The guards asked how many times a day she prayed, if she was Sunni or Shia, which mosque she went to, why she didn't cover herself, and when they finally released her "prison officials 'threatened [] that if she complained about her mistreatment, false arrest and unlawful searches, she would never see her son again.'" The prison also barred her from visiting her son for a year, and denied her appeals for nearly two years, "reinstating her visitation rights only after this lawsuit was filed," Henderson wrote in denying the defendants' motion to dismiss.

Isakhanova sued for unlawful search, violation of equal protection, violation of the right to familial association, and violation of the First Amendment rights to practice her faith and to petition the government for redress of grievances.

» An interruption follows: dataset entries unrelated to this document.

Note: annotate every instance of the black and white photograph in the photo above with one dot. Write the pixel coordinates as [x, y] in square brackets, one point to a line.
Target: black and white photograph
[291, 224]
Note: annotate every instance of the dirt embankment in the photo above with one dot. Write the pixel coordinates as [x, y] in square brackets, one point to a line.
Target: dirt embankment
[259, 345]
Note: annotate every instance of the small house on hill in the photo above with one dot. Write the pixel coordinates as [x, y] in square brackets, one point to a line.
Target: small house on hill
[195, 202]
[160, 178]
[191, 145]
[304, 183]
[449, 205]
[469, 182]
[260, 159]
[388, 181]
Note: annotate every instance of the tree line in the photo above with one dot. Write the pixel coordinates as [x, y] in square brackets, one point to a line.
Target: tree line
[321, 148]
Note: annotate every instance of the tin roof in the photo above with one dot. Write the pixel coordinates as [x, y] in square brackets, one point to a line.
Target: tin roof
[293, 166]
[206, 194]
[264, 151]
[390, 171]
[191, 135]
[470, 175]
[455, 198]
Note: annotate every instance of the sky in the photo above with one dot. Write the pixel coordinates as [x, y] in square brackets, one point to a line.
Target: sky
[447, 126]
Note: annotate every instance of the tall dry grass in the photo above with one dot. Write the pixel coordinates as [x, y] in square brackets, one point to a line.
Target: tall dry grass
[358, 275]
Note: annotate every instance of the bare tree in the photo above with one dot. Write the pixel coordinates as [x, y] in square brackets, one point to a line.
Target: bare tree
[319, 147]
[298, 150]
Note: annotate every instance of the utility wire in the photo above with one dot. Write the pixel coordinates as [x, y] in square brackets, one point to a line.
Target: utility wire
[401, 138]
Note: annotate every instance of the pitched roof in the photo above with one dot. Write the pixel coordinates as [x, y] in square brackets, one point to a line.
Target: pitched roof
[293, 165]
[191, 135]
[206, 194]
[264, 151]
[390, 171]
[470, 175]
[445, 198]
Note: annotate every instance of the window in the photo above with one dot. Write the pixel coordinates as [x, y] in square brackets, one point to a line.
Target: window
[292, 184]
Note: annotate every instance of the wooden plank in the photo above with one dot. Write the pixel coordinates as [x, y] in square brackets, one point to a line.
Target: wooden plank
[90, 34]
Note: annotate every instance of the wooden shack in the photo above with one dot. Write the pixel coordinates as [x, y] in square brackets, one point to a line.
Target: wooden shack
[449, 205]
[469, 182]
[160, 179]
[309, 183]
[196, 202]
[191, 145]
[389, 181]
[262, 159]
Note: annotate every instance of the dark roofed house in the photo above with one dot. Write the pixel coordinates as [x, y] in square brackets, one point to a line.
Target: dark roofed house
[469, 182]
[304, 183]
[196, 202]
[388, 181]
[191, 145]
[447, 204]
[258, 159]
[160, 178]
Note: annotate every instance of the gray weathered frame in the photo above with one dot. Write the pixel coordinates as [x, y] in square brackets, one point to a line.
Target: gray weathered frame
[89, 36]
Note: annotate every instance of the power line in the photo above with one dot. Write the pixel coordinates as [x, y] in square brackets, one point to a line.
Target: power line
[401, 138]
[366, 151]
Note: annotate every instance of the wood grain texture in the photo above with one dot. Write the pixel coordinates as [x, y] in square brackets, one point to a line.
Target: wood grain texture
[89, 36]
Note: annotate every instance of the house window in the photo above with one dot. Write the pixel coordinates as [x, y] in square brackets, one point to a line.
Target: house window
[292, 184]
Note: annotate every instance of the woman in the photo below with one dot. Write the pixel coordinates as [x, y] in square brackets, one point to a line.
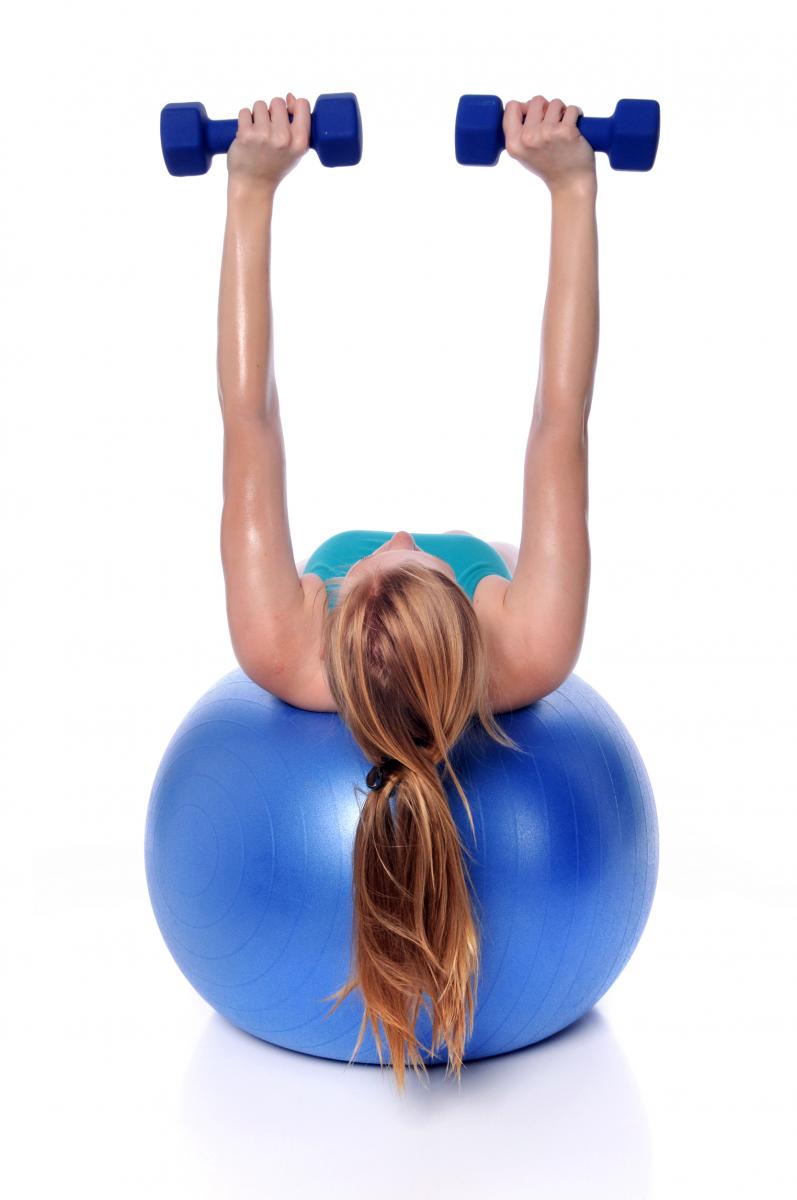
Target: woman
[409, 646]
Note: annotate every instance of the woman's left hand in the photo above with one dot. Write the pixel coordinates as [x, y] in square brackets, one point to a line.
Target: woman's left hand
[268, 145]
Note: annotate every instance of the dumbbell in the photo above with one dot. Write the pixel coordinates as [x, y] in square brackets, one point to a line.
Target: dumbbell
[630, 137]
[190, 139]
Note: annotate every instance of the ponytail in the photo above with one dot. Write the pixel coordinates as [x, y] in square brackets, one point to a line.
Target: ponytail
[407, 669]
[415, 943]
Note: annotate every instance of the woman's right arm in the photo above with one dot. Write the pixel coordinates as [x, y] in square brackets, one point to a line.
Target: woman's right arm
[539, 628]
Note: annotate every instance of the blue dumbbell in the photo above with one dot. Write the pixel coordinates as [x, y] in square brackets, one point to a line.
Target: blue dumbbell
[630, 137]
[190, 139]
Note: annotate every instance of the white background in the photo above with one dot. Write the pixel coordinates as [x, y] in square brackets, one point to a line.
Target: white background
[408, 294]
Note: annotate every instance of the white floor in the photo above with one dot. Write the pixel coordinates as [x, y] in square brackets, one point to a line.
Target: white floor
[676, 1085]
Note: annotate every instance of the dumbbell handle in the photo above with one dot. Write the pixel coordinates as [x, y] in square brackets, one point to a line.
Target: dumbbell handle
[221, 135]
[597, 131]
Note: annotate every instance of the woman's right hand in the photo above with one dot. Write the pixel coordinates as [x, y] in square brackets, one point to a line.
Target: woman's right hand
[268, 145]
[544, 136]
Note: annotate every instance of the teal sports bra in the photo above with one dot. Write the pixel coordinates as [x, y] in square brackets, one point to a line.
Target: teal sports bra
[471, 557]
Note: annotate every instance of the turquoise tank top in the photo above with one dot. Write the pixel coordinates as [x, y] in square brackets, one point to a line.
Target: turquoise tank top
[471, 557]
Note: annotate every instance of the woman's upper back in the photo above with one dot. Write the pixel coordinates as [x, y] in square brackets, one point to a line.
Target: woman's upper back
[469, 557]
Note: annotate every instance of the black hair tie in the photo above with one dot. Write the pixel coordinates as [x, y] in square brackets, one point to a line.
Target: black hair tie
[377, 773]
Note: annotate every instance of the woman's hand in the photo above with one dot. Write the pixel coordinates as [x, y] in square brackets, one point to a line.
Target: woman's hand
[544, 136]
[268, 145]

The guards sought dismissal, claiming they did not know about the grievances that were filed, and that their questions did not constitute disapproval or hostility. Defendant Sgt. A Lopez, a supervisor, sought dismissal of the Fourth Amendment charges against him because he was not present.

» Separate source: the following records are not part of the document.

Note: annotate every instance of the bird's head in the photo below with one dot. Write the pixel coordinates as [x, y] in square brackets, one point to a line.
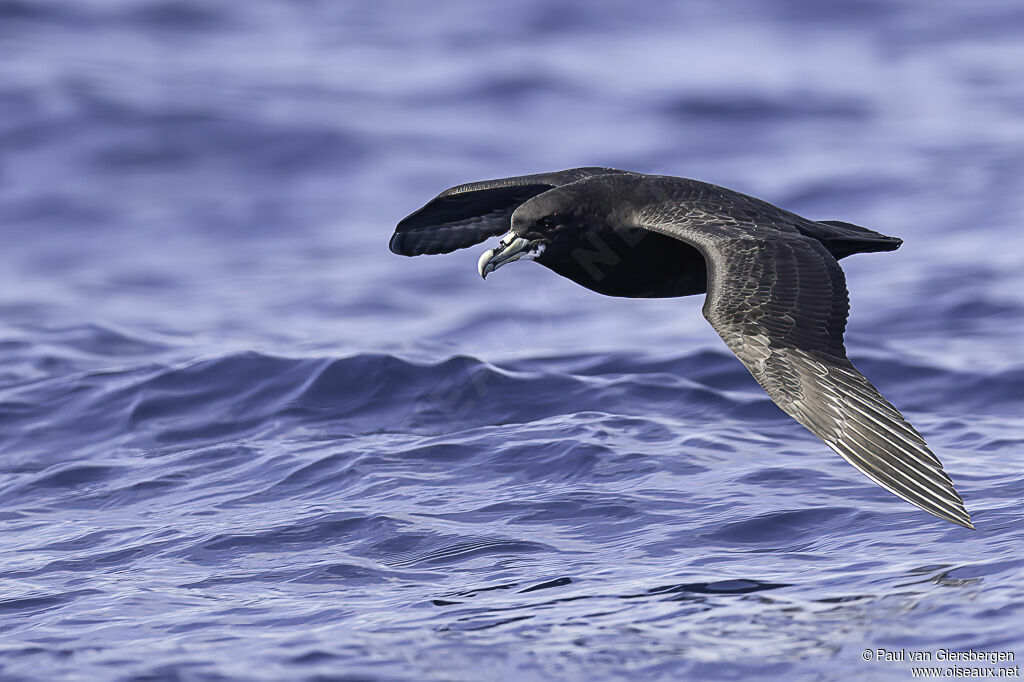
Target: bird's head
[546, 228]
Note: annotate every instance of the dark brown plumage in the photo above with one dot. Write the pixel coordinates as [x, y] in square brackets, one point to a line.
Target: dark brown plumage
[775, 292]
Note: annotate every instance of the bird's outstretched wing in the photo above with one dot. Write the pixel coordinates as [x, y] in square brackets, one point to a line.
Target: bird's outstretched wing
[468, 214]
[779, 301]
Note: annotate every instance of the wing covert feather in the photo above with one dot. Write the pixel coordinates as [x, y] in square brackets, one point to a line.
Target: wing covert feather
[778, 300]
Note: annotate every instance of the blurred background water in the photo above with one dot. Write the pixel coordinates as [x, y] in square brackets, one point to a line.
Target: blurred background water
[240, 439]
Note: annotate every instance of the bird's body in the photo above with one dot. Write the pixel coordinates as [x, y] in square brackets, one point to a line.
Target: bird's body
[775, 292]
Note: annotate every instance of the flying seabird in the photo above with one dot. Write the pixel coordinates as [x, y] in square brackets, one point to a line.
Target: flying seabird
[776, 294]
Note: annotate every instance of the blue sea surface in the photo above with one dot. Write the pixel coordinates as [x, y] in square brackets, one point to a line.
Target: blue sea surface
[242, 440]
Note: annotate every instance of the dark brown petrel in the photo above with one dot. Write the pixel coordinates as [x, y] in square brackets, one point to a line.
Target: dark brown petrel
[775, 292]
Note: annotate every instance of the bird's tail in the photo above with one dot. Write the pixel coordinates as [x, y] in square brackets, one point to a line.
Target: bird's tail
[844, 239]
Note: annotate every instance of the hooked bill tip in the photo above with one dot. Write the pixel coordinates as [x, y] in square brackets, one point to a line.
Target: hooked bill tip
[483, 265]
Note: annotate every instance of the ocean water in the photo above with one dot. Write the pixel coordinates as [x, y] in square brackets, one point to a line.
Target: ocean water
[241, 440]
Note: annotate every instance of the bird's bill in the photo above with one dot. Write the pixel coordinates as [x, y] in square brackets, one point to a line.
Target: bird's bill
[510, 249]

Henderson, however, found that the questions could constitute hostility because defendants "offered no explanation of why their investigation into whether plaintiff passed her son tobacco had anything to do with her religious practices; without any such explanation, the 'reasonable inference' is that their questions and statements about her religion lacked a secular purpose."

Also, "statements such as, 'America is no place for Muslims,' foster excessive governmental entanglement with religion, because they run afoul of the prohibition against 'making adherence to a religion relevant in any way to a person's standing in the political community.'"

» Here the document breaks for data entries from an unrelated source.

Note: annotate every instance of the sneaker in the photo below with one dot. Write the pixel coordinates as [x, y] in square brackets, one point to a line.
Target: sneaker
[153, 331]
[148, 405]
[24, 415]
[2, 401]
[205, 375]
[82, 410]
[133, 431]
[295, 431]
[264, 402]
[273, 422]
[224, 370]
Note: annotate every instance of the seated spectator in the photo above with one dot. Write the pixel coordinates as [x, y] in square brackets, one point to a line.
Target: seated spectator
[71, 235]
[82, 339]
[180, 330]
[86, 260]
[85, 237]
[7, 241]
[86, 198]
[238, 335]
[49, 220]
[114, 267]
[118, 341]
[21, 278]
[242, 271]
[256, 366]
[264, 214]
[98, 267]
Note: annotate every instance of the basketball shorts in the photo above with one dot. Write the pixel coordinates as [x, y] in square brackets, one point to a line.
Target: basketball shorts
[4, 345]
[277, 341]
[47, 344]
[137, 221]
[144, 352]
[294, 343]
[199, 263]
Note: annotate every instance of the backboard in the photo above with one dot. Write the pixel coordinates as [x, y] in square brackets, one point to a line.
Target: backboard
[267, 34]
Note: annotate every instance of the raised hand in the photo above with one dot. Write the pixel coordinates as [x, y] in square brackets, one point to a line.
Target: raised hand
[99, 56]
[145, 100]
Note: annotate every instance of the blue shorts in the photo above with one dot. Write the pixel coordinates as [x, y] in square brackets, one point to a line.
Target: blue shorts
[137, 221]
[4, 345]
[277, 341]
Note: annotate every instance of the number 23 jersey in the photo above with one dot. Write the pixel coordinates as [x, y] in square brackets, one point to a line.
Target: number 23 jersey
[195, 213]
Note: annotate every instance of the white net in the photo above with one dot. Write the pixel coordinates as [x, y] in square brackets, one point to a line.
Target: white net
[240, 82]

Henderson also found that Isakhanova's retaliation claim is valid because it is reasonable to believe that the guards knew of her son's grievances against the prison. And since Sgt. Lopez was in charge of the location, there was "sufficient casual connection" that he could be liable.

Isakhanova is represented by David Bake Newdorf and Ryan Murphy with Newdorf Legal in San Francisco. Neither responded immediately to requests for comment. Nor did the California Department of Corrections and Rehabilitation.